BARIŞI ÖTELEMEMEK İÇİN

Recep Kavuş

10 yıl önce

Davutoğlu Başkanlığındaki hükümet, barış ve müzakere sürecini başarıyla sonuçlandırmak konusunda Cumhurbaşkanı Erdoğan dönemindeki kadar istekli ve kararlı bir duruş göstermiyor.

Sadece Başbakan değil daha önceki kabinede yer alan bakanlar da dil değiştirmiş gibi.

Kalıcı bir barışın sağlanması ve silahların susması, herkesin ortak temennisidir.

7–9 Ekim tarihlerinde Bölgede yaşanan gerginliği “Vandalizm”  olarak değerlendirip üstünü kapatmak doğru değildir.

Yeni güvenlik tedbirleri geliştirmek, özgürlükleri kısıtlamak, polisin yetkisini artırmakla, sorunu salt Vandalizm olarak değerlendirmek doğru değildir.

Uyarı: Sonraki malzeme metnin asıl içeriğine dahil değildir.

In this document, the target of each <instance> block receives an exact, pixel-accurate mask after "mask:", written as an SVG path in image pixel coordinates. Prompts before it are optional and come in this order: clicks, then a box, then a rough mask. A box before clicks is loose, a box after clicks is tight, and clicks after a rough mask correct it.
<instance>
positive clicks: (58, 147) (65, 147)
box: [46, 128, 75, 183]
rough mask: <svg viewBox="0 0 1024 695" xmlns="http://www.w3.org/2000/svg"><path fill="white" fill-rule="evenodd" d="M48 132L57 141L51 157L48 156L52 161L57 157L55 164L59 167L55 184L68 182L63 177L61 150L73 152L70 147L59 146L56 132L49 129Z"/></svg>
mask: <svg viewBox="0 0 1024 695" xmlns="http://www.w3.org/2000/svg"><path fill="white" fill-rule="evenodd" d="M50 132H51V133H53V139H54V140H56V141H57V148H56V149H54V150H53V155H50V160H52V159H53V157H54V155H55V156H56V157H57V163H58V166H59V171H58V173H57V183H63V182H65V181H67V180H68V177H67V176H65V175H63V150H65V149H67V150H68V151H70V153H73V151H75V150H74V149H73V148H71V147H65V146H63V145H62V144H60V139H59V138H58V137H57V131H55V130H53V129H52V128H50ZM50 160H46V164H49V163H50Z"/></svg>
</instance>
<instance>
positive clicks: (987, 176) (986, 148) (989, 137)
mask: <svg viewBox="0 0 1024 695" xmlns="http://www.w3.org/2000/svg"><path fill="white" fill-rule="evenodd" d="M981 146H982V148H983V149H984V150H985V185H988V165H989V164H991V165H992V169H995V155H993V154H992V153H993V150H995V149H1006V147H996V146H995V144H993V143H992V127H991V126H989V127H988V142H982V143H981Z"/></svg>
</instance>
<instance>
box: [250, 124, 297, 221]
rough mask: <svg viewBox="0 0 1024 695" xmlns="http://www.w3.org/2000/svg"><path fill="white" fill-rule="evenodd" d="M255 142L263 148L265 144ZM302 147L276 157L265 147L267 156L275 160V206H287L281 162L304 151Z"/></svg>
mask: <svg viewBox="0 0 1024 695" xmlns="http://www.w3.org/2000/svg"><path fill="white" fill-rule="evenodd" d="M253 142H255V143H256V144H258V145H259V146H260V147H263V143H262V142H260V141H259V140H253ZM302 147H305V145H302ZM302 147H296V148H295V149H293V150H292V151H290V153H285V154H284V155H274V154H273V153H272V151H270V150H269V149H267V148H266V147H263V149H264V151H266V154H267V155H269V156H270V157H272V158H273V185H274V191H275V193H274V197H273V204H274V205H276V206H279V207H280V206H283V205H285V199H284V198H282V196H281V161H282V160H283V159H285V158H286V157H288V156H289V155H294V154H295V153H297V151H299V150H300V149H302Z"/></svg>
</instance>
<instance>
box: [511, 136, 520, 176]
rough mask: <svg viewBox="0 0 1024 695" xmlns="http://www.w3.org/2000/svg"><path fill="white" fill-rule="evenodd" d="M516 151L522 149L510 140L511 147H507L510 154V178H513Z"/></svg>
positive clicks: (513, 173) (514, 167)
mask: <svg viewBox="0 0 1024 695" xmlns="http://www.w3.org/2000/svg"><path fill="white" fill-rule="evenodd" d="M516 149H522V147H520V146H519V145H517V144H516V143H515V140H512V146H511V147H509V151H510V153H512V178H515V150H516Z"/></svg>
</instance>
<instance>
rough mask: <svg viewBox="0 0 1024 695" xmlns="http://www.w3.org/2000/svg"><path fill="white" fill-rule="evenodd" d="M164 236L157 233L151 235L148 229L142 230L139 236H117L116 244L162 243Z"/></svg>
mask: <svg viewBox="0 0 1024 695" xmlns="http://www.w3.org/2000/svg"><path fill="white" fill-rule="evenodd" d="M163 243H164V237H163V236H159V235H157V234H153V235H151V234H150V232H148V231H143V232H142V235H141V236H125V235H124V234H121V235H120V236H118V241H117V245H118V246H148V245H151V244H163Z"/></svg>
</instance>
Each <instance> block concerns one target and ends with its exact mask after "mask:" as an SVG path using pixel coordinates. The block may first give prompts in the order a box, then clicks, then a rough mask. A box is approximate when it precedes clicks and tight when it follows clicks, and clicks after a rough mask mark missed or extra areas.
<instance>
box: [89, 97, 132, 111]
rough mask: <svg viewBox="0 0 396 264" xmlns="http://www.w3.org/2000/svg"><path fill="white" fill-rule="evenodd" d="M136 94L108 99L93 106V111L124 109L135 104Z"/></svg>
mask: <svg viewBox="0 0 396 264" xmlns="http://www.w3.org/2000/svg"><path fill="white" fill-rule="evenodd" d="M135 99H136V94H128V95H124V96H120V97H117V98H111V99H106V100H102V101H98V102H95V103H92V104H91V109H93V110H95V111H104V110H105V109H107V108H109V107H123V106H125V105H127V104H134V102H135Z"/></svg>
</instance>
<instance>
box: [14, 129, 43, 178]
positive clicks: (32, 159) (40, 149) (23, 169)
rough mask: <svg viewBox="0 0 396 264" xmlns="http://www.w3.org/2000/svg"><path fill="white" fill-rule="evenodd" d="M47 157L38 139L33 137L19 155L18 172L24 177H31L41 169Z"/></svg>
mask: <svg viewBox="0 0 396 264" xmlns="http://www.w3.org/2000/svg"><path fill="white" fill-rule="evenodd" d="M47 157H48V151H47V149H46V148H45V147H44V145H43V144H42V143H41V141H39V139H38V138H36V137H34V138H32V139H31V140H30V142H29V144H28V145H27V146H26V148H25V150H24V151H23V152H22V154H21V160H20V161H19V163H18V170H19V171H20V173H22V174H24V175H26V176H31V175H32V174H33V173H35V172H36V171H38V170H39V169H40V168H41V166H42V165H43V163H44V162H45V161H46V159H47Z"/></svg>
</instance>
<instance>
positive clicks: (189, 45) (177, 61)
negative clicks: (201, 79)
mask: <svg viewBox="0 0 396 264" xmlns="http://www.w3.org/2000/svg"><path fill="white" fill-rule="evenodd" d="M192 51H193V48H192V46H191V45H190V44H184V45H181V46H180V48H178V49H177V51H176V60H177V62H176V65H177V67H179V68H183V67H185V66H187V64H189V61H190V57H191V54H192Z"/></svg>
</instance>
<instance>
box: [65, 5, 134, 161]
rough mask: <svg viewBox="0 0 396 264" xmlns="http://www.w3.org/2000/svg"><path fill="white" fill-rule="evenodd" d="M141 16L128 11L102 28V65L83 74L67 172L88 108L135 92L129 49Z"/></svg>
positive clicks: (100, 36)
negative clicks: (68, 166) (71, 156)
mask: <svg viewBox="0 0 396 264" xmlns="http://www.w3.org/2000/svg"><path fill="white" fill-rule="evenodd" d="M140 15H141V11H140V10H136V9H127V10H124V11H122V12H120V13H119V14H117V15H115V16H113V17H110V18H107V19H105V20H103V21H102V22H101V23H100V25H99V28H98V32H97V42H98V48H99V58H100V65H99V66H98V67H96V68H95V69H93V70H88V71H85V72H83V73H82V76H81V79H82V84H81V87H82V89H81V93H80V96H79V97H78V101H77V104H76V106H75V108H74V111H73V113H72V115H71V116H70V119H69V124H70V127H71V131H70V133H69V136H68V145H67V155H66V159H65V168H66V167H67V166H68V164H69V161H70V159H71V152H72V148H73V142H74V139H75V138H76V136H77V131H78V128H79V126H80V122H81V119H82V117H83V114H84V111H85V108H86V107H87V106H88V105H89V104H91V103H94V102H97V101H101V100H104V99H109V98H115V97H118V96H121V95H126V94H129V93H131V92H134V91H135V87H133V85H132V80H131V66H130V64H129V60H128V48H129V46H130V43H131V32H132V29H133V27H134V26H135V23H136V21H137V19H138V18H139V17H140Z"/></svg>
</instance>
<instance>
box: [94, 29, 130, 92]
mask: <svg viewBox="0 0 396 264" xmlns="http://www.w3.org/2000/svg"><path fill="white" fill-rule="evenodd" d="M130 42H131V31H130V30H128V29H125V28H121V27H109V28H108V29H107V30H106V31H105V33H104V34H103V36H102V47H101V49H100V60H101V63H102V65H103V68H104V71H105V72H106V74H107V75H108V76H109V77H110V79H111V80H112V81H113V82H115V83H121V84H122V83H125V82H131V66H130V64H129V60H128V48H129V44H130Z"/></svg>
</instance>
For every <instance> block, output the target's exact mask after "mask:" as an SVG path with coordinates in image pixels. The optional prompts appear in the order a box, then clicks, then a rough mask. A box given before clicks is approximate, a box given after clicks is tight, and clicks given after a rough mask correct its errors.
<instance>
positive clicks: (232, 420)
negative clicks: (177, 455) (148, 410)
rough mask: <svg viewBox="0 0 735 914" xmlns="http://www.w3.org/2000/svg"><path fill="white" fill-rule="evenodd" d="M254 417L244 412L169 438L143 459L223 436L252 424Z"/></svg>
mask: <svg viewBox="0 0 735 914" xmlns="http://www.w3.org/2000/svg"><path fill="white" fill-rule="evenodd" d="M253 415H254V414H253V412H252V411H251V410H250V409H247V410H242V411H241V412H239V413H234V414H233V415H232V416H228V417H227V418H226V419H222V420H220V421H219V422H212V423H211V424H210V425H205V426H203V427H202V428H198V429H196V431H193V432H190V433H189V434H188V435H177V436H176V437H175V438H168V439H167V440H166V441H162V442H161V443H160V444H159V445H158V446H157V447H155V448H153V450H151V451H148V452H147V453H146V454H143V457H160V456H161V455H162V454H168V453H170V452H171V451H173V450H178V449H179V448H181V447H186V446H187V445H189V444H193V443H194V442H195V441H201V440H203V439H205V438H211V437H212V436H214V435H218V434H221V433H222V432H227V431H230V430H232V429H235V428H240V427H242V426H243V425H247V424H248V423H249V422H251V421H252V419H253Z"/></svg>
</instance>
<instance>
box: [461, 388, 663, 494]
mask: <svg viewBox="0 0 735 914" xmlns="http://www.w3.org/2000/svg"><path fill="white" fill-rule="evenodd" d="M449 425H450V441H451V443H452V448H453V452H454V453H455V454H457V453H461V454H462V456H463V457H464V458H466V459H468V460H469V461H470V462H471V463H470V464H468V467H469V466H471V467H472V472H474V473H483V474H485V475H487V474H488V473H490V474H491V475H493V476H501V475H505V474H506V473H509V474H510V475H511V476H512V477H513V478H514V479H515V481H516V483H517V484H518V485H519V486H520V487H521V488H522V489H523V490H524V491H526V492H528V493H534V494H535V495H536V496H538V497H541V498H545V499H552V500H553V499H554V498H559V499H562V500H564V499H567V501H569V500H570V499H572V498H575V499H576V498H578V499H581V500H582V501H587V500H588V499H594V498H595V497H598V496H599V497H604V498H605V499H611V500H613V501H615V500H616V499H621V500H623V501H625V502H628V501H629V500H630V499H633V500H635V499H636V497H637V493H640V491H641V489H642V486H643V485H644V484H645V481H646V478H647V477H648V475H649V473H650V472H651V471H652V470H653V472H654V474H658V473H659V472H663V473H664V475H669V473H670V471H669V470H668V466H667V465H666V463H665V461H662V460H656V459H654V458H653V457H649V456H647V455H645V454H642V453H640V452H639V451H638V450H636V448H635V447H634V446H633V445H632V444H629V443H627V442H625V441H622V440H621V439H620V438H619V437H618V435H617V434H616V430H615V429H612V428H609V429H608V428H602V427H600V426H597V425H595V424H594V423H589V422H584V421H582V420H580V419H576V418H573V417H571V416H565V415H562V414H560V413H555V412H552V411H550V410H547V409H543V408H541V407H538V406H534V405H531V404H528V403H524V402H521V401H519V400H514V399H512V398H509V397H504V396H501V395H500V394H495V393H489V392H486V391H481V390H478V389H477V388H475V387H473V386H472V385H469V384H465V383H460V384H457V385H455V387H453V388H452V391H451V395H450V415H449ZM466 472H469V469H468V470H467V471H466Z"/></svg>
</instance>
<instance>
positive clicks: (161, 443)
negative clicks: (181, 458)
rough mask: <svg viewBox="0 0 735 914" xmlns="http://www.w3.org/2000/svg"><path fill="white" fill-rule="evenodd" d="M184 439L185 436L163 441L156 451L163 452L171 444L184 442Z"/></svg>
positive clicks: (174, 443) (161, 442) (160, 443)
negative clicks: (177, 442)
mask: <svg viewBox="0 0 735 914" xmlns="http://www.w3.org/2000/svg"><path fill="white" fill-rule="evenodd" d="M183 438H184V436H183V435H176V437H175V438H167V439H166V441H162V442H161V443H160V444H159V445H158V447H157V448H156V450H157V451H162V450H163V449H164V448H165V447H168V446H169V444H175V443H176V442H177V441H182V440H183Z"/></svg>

7–9 Ekim tarihlerinde yaşananların derinlemesine irdelenmesi ve sebeplerinin iyi okunması gerekir.

Hükümetin dili, Başbakan Yardımcısı Numan Kurtulmuş’un Batman’da STK, kanat önderleri ve basınla bir araya geldiği kahvaltıda sarf ettiği dil olmalıdır.

“Bu topraklarda Selahattin Eyyübi ve Kılıçarsalan’ın kardeşlik bağlarını hiç kimse koparamaz” diyordu Başbakan Yardımcısı Kurtulmuş.

Yıllar yılı Kürt halkının dilinin, kültürünün yok sayıldığını, inkâr edildiğini ama o günlerin geçmişte kaldığını ise şu sözlerle özetliyordu “Derin devletin bu topraklarda yıllar yılı nasıl bir zülüm yaşattığının en canlı tanıklarısınız. Büyük acılar yaşadınız. Geçmişte Kürtçe kaset satmak bulundurmak yasaktı. Ama şimdi öyle değil çok şükür. Devlet zihniyeti değişti. İsteyen istediği dilde konuşuyor hatta mahkemelerde dilini rahatça kullanabiliyor. Sırf Kürtçe konuştukları için mahkeme tutanaklarına bilinmeyen bir değil de ifade verdi diye yazılmıyor. Tercüman aracılığı ile ifadesi Türkçeye çevrilerek geçiriliyor”

Yaklaşık bir saat boyunca salondakilere seslenen Sayın Kurtulmuş, hep barış ve kardeşlik dilini tercih etti.

Bu dil hakim kılınırsa çözüm ve barış süreci de başarıya ulaşır.

Kürt sorunun çözümü için müzakere ettiğin tarafa “teröristler” demek barışa katkı sunmaz.

Barış yolunda yaşanan sıkıntıları bahane ederek “dağları, kentleri savaş alanına dönüştürürüz” tehditleri de doğru değildir.

Barış fırsatı bu kadar yakınken son günlerde bölgemizde karanlık odaklarca yine savaşı kızıştırma tehlikesini herkes hissediyor.

Savaşı yeniden başlatanların oyununa gelmemek lazım.

30 yıllık savaştan kaynaklı bu coğrafyada çok büyük acılar yaşandı.

Kan, gözyaşı, yakıp yıkma, ölümler hiç eksik olmadı.

Sevinçler, mutluluklar, güzel günler hep ötelendi.

Kavga ve savaşla geçti bir kuşak.

Acıların gözyaşının çekilen ızdırabın, yerini güzel günlere bırakması içi barışı bir gün daha ötelememek lazım.

Her platformda, herkesin aynı amaç için çabalaması gerekir.

İnatla, sabırla ve kararlılıkla istediğimizi elde edene kadar;

barış, barış, barış”

“aşiti, aşiti, aşiti” demek gerekir.